Monday, July 12, 2010

Letter on Spending

This is an email I dashed off and sent this morning to a columnist at the New York Observer, for his column “Show Us the Money,” in the July 12, 2010 issue.


To Joe Conason:

Government spending as a means to economic recovery is horrible, rights-violating economics.

The myth that Franklin Roosevelt’s spending during the Great Depression lifted this nation out of that economic catastrophe is well documented in books such as “New Deal or Raw Deal” by Burton Fulsom Jr. Moreover, Obama’s so-called “stimulus” plan has done nothing of substance, and the canard that it saved this nation from sinking into a depression evades the fact that all that money must be paid for one day -- which will further depress the economy and prevent it from growing as it otherwise would under a free, capitalist economy.

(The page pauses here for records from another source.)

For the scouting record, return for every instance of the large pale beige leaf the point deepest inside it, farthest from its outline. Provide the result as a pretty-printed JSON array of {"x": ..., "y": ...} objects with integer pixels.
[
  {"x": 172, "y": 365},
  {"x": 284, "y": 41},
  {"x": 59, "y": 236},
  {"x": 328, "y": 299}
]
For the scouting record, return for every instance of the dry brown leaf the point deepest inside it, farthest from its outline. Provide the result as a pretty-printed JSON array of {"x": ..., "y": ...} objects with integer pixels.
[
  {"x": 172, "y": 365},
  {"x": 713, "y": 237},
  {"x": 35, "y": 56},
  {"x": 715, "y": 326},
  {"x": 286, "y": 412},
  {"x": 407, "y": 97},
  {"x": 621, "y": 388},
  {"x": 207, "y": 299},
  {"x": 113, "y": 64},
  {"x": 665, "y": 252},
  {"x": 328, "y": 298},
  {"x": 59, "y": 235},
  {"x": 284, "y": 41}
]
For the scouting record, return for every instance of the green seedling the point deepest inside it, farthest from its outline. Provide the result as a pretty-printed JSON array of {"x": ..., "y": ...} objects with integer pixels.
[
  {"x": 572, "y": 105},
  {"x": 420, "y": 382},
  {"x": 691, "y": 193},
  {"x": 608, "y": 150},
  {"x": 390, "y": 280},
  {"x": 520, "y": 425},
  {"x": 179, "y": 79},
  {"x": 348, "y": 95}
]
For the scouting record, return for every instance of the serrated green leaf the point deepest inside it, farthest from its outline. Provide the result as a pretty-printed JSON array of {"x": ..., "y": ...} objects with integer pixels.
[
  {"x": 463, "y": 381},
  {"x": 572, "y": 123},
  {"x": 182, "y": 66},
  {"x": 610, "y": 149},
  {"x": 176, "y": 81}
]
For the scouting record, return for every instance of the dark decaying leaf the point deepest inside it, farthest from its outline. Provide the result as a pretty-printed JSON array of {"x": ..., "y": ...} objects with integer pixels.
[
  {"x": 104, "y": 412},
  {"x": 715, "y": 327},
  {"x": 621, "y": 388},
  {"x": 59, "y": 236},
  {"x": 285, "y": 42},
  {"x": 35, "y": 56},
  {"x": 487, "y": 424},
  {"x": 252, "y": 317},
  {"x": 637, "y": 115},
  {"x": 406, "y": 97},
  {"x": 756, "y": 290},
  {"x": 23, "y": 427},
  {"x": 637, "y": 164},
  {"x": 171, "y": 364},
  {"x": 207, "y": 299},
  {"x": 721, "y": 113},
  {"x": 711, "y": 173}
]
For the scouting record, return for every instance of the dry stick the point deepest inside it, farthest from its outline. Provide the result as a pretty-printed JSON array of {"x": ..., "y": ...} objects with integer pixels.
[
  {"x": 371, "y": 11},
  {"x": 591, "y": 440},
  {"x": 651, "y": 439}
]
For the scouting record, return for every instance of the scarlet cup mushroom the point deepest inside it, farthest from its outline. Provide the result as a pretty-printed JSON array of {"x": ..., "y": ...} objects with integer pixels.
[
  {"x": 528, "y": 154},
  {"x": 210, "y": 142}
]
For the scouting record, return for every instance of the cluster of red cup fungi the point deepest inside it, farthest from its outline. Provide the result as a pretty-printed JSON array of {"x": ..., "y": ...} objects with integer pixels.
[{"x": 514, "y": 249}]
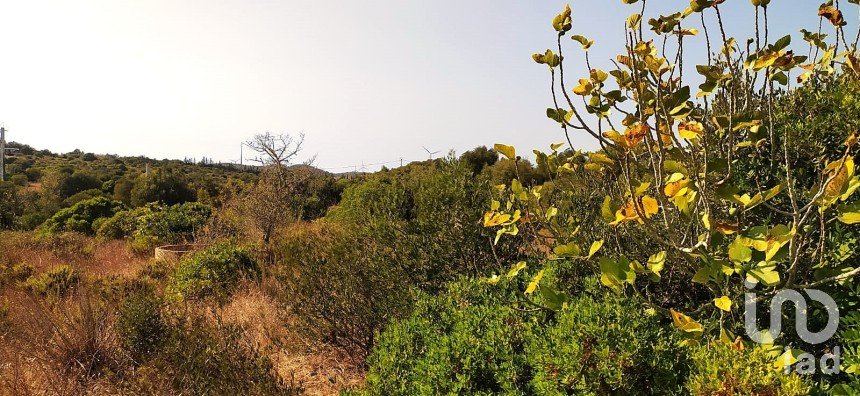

That some poll finds a substantial majority of people favor more spending than less just means that most favor bureaucrats and politicians violating their individual rights to their property. Far from being as inevitable as death, taxation is theft and thus a massive violation of every individual’s right to keep his own money and spend it as he sees fit.

Politicians and their constituents who claim some need or some “right” to something -- such as medical care, housing, education -- have no right to these values on anyone’s dime. Those who produce, both rich and poor, have a moral and thus a political right to keep what they have earned, what is in fact theirs, and no ohter individual has any moral claim on it. One individual’s need is not a claim on any other individual’s life and property.

Those who want the government to loot other people’s earnings to spend it on their alleged “rights” to housing, medical care, education and other values had better look to voluntary charity to fulfill their needs, or, better yet, their own productive abilities, if they so chose to employ them.